3. A coupler according to claim 1 including a focussing reflector positioned adjacent the slot.

4. A coupler according to claim 1, wherein the slot width varies exponentially with length.

5. A coupler according to claim 1, wherein a first end of the coupler is arranged to receive microwave power from a power source such as a magnetron and wherein the slot is arranged to become wide with increasing distance from the first end.

6. A coupler according to claim 5, wherein the slot width varies exponentially with length.

7. A coupler according to claim 2, wherein the slot is of non-uniform width along its length.

8. A coupler according to claim 7, wherein the slot width varies exponentially with length.

9. A coupler according to claim 7, wherein a first end of the coupler is arranged to receive microwave power from a power source such as a magnetron and wherein the slot is arranged to become wide with increasing distance from the first end.

10. A coupler according to claim 9, wherein the slot width varies exponentially with length.

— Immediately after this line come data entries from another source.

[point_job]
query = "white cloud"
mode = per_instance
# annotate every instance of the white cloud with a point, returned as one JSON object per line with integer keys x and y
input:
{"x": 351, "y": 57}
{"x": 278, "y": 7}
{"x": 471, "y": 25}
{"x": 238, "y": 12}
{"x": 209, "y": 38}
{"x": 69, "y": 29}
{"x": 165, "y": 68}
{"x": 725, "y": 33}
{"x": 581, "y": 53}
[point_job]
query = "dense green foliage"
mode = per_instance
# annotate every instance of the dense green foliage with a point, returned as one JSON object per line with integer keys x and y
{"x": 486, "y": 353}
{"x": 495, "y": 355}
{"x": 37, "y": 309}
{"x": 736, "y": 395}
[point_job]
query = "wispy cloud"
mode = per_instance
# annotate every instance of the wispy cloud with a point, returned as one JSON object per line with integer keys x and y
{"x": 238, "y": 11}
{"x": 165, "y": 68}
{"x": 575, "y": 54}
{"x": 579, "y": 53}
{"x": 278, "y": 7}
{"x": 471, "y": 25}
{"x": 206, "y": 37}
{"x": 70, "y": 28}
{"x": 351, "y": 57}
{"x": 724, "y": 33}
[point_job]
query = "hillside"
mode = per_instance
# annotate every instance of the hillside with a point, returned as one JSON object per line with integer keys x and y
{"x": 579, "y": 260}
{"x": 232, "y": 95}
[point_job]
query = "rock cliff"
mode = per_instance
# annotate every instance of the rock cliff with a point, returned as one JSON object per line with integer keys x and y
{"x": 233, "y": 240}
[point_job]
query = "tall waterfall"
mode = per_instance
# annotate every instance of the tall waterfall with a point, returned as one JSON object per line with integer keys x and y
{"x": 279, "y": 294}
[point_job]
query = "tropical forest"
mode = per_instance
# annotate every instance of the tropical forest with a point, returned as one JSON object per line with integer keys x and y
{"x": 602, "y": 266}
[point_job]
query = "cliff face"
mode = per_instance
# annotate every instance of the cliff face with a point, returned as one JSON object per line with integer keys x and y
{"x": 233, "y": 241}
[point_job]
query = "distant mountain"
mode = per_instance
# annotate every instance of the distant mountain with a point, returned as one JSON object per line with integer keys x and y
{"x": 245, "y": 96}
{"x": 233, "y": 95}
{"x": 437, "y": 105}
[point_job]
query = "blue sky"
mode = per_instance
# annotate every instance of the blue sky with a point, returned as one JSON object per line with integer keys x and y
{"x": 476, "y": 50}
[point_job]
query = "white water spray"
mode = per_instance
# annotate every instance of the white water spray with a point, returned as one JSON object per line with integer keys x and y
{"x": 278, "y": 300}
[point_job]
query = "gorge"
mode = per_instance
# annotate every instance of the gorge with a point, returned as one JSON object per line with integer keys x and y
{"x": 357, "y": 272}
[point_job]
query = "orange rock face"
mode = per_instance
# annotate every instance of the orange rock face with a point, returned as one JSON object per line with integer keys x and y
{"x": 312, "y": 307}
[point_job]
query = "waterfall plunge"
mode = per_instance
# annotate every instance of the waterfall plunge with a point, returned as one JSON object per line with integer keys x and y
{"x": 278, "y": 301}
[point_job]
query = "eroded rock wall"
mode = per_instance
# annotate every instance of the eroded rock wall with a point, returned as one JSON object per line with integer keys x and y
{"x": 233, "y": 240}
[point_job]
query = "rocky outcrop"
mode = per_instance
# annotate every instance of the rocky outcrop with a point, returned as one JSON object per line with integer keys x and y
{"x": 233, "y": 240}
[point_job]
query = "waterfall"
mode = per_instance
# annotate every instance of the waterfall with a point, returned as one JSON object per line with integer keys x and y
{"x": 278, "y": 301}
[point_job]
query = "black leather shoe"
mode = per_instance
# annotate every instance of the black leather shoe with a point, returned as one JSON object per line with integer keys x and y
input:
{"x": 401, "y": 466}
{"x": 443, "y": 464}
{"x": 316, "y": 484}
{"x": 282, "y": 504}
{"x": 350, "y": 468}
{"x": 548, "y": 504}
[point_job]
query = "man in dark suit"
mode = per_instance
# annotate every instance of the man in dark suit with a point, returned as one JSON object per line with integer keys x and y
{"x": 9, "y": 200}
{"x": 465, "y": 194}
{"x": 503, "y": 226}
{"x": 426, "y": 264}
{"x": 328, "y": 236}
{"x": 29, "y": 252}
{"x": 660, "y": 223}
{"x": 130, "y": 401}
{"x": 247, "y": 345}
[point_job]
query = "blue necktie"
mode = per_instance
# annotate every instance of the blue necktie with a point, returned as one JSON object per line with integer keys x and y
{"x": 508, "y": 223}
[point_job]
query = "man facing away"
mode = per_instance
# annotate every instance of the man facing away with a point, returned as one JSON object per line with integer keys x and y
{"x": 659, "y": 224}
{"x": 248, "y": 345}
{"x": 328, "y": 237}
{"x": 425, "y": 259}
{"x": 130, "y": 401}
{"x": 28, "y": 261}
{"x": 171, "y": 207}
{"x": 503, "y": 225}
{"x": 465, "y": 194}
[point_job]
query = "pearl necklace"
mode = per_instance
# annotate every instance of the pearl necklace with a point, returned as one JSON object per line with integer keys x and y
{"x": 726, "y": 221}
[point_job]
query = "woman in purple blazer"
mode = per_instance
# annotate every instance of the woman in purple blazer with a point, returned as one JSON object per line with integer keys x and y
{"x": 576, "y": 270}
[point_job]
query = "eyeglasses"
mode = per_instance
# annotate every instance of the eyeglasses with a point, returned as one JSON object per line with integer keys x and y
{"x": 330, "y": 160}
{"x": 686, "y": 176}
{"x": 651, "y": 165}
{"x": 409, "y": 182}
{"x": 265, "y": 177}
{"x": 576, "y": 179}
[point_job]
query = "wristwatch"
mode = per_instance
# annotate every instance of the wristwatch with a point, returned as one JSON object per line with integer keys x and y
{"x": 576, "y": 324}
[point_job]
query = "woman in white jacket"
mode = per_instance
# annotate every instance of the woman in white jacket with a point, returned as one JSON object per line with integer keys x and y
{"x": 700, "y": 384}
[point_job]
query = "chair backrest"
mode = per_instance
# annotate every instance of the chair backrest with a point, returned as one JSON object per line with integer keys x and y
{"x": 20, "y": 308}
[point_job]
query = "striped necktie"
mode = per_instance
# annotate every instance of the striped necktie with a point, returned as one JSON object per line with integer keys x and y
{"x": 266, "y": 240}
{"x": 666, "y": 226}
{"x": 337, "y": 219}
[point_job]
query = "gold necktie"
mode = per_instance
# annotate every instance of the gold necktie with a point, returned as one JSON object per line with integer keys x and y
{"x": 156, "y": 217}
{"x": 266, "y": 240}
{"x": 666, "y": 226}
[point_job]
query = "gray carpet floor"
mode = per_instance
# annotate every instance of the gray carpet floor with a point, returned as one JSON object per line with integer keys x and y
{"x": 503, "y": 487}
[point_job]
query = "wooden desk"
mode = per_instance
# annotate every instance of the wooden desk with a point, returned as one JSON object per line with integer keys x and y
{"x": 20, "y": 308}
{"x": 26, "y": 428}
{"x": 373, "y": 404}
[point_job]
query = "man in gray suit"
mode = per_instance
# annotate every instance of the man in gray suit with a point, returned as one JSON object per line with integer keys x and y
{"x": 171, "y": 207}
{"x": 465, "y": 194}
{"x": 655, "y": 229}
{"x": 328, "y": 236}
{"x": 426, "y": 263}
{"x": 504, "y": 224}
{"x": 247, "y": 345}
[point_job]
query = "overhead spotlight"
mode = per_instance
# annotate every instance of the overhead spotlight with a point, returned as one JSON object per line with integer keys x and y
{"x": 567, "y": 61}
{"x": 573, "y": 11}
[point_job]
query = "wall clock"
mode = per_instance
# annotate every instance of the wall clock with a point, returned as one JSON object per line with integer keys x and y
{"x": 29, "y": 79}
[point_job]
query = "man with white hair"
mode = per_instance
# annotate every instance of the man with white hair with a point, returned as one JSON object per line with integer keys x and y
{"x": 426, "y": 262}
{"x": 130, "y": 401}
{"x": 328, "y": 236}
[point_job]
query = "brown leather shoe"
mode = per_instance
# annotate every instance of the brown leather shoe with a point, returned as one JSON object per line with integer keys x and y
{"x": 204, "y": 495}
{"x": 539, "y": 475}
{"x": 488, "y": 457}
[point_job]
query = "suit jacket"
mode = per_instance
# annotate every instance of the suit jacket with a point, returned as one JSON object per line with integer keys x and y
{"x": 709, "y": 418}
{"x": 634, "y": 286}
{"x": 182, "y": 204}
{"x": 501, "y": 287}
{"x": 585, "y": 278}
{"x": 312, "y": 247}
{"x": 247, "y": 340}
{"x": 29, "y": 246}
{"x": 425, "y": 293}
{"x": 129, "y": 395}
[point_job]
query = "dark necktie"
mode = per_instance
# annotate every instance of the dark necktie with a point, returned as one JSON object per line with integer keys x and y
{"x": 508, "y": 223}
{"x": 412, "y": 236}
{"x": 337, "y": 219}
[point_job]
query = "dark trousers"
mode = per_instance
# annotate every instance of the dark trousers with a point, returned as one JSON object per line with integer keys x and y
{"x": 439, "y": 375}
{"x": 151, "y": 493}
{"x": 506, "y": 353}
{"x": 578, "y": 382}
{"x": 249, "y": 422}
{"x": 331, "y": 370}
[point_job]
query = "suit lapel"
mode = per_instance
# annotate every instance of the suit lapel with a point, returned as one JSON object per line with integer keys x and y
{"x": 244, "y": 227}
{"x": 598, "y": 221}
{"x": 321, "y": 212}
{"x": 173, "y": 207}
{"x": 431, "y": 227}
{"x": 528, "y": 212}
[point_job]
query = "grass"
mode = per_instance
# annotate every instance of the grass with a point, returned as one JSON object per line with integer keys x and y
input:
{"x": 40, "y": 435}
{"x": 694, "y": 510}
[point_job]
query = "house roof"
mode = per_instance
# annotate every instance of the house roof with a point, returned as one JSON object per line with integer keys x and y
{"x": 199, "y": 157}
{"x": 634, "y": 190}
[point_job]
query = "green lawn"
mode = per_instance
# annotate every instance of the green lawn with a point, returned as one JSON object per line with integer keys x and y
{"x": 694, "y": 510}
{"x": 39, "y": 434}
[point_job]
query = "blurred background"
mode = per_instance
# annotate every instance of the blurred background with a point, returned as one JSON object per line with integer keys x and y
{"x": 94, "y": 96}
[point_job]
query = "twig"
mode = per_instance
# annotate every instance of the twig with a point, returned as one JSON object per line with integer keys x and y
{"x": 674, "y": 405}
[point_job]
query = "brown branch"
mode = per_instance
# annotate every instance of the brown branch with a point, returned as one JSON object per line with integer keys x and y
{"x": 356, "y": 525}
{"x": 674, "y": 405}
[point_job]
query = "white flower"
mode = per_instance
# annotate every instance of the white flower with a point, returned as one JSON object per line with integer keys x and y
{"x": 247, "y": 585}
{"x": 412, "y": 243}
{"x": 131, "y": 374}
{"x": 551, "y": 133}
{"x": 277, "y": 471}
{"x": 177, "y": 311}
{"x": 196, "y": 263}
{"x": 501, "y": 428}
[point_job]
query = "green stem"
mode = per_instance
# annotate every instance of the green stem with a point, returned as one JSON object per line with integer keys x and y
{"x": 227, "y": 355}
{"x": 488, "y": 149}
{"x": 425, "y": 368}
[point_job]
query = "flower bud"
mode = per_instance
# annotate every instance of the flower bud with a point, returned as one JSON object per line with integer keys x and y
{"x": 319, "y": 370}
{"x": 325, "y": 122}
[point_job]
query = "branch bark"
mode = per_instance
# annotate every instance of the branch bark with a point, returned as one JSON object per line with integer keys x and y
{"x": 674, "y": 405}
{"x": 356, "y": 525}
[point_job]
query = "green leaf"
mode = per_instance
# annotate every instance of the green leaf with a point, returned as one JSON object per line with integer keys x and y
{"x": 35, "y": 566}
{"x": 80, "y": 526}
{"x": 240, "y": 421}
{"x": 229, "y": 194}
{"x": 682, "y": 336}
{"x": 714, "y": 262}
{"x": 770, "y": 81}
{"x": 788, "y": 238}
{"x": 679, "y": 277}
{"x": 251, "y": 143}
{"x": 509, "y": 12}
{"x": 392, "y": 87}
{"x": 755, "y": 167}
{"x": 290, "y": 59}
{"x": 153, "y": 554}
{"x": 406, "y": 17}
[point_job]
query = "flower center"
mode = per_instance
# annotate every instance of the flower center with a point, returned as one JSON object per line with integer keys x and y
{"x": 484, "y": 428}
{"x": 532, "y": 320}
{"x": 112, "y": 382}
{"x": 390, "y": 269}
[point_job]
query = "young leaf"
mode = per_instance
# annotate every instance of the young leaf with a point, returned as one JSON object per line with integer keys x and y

11. An elongate ultraviolet light source comprising an elongate microwave energisable electrodeless lamp and a generally rigid waveguide having a generally rectangular cross section and four generally planar, elongate walls, one of the walls defining a slot which passes through the entire thickness of the wall, the lamp being partially inserted into or laid over the slot and the waveguide being couplable to a source of microwave energy such as a magnetron.

12. An elongate ultraviolet light source comprising an elongate microwave energisable lamp and a generally rigid waveguide having a generally rectangular cross section and four generally planar, elongate walls, one of the walls defining a slot of non-uniform width along its length which passes through the entire thickness of the wall, the lamp being partially inserted into or laid over the slot and the waveguide being couplable to a source of microwave energy such as a magnetron.

13. An elongate ultraviolet light source comprising an elongate microwave energisable lamp and a generally rigid waveguide having a generally rectangular cross section and four generally planar, elongate walls, one of the walls defining a slot which passes through the entire thickness of the wall, the lamp being partially inserted into or laid over the slot and passing through no more than one wall of the waveguide, the waveguide being couplable to a source of microwave energy such as a magnetron.